House debates

Wednesday, 28 February 2007

Tax Laws Amendment (2007 Measures No. 1) Bill 2007

Second Reading

4:30 pm

Photo of Michael HattonMichael Hatton (Blaxland, Australian Labor Party) Share this | Hansard source

Before question time I was speaking about three aspects of the Tax Laws Amendment (2007 Measures No. 1) Bill 2007. I comprehensively dealt with the first and the second and I was dealing with the key question of what happens to a superannuation guarantee payment where there is a default by an employer. The provisions in this bill will allow the commissioner to indicate what steps have been taken to investigate the complaint and the actions taken under the act in order to do it. So the employee will have a more perfect knowledge. I also argued we should have a class action with regard to this for all of those people in Australia affected by the Treasurer deciding not to go ahead with the second tranche of Labor’s tax cuts, which were commuted into a three per cent super guarantee, which would have taken it from nine per cent to 12 per cent. At paragraph 2.9 of the explanatory memorandum to the bill, these two points are material with regard to that broader consideration:

  • the employer has objected to the Commissioner’s assessment of the SG shortfall …

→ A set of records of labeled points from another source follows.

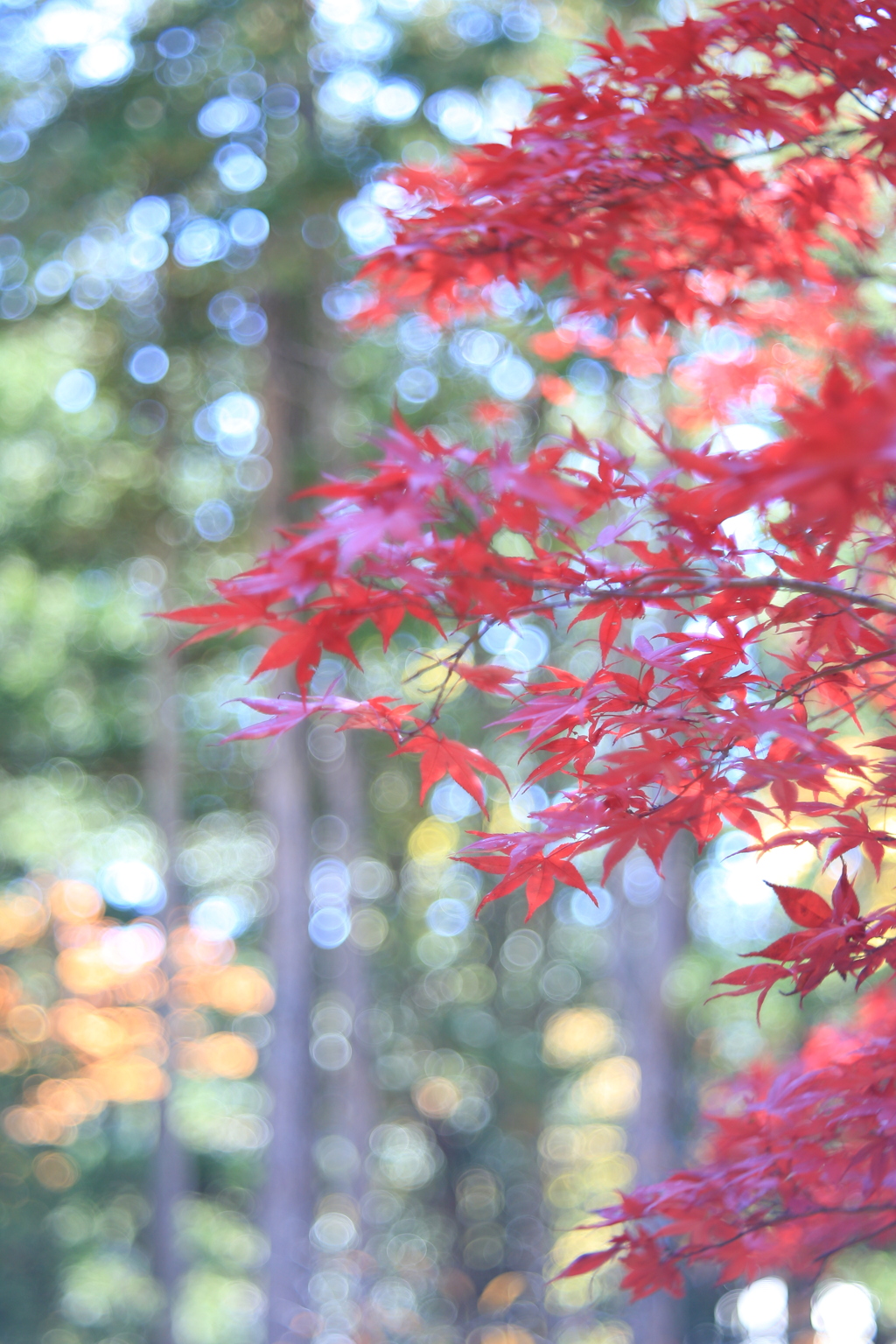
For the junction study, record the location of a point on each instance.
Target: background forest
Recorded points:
(262, 1077)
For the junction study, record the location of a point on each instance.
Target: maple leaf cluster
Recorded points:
(723, 170)
(797, 1164)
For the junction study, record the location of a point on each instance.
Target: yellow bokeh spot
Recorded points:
(369, 929)
(29, 1023)
(55, 1171)
(506, 1335)
(577, 1035)
(426, 675)
(433, 842)
(130, 1078)
(437, 1097)
(501, 820)
(570, 1145)
(75, 900)
(222, 1055)
(10, 990)
(11, 1055)
(231, 990)
(609, 1090)
(502, 1292)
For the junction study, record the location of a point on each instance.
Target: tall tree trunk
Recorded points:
(289, 1195)
(355, 1093)
(288, 1199)
(172, 1175)
(653, 933)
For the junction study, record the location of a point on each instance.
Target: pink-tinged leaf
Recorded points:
(805, 907)
(587, 1264)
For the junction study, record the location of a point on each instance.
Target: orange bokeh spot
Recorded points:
(29, 1023)
(11, 1054)
(233, 990)
(22, 920)
(130, 1078)
(222, 1055)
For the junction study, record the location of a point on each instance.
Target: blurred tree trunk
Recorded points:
(288, 1199)
(356, 1098)
(173, 1173)
(653, 934)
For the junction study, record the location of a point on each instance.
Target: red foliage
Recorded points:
(717, 171)
(798, 1163)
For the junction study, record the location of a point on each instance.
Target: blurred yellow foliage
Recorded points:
(570, 1145)
(609, 1090)
(29, 1023)
(575, 1035)
(10, 990)
(11, 1055)
(433, 842)
(22, 920)
(55, 1171)
(130, 1078)
(222, 1055)
(427, 676)
(231, 990)
(502, 1292)
(437, 1097)
(95, 1032)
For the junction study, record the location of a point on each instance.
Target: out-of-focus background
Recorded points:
(262, 1077)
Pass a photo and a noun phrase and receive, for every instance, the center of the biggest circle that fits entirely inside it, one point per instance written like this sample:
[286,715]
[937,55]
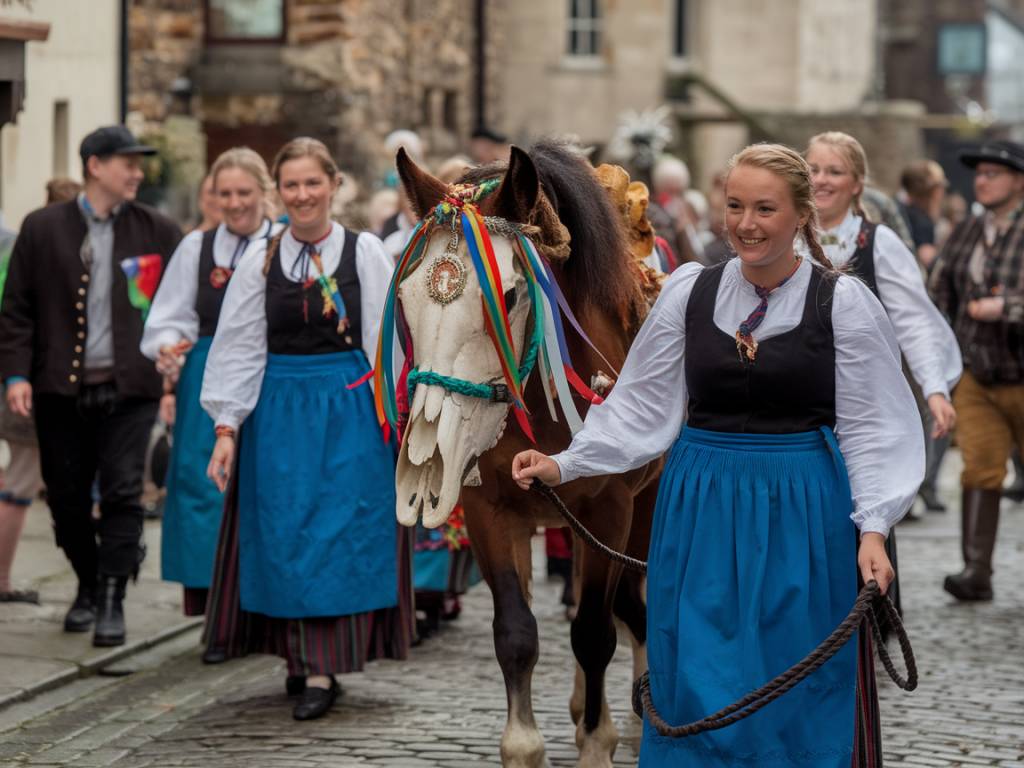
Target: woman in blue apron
[310,564]
[792,431]
[877,255]
[178,332]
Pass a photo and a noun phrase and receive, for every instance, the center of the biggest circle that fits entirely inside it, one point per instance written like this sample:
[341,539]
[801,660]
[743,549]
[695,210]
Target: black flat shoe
[315,701]
[931,500]
[214,655]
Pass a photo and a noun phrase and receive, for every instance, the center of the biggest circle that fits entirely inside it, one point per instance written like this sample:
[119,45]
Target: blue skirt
[753,563]
[316,527]
[194,508]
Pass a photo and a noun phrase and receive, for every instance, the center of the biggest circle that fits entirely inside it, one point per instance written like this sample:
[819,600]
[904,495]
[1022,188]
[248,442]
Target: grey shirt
[99,340]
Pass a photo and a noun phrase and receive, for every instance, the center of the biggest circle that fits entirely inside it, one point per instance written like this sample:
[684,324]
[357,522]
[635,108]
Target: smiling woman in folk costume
[306,564]
[877,255]
[179,330]
[793,419]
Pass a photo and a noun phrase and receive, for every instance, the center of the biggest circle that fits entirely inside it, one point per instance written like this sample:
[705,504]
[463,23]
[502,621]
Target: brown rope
[862,611]
[548,493]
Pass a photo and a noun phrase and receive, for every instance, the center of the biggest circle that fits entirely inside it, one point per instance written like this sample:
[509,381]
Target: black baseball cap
[1009,154]
[112,139]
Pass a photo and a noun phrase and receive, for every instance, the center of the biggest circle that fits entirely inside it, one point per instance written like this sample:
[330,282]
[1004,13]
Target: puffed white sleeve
[172,314]
[235,369]
[644,413]
[374,267]
[877,421]
[925,338]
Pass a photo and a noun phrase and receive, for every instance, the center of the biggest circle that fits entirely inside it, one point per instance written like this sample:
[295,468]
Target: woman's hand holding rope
[528,465]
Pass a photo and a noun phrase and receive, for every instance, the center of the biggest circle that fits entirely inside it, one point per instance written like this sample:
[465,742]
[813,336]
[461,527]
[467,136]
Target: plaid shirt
[969,268]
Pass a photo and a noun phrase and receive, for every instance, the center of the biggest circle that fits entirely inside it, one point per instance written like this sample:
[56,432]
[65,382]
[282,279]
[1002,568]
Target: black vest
[791,387]
[295,311]
[862,261]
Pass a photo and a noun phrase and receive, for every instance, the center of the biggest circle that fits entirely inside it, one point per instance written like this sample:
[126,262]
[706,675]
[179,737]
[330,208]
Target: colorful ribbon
[142,273]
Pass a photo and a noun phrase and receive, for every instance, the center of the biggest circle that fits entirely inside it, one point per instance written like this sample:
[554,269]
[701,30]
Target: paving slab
[36,653]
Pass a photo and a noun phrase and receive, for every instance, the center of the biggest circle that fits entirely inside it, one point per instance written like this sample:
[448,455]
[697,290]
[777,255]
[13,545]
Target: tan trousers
[989,423]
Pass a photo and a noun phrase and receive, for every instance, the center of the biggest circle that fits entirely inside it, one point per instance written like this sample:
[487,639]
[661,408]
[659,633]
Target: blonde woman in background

In this case, take it as the Commonwealth and take it as the Treasurer. The shortfall is in fact at least three per cent, if not six per cent. People could have an adequate retirement on 15 per cent. That really is the absolute minimum. This government has kept it foreshortened at nine per cent. It continues:

  • the Commissioner has recovered or is seeking to recover a relevant amount of SG charge owing in relation to the employee.

That is the nub of the situation we have in Australia. We are really going to be six per cent short of what should be the minimum target for ordinary working Australians, baby boomers and everybody else who has not had enough time to put into it. It is this government’s actions over the last 10 years, where, in their recent changes, they have rewarded the rich in relation to super and they have effectively defrauded those who are poor and nicked that six per cent that should have been rightfully theirs.

Much as I want to continue for a long period of time on this, I know the member for Rankin is eager to take up this point and argue simply, clearly and cogently that the Treasurer of the Commonwealth of Australia should take note of this bill, that the parliament should charge that he be compliant with what was formerly legislated, that he should not have taken away that extra surcharge—the three per cent in the next productivity dividend. That would have gone to 12 per cent and that was the platform for the next and final agreement to go to 15 per cent. The Australian people have been utterly deprived of what is rightfully theirs and the superannuation guarantee for the whole of the rest of people’s lives in retirement has been impoverished thereby.

I might call the parliament’s attention to the fact that I have gone over my time by about two minutes. In fairness to everybody else, I should let the member for Rankin have a go.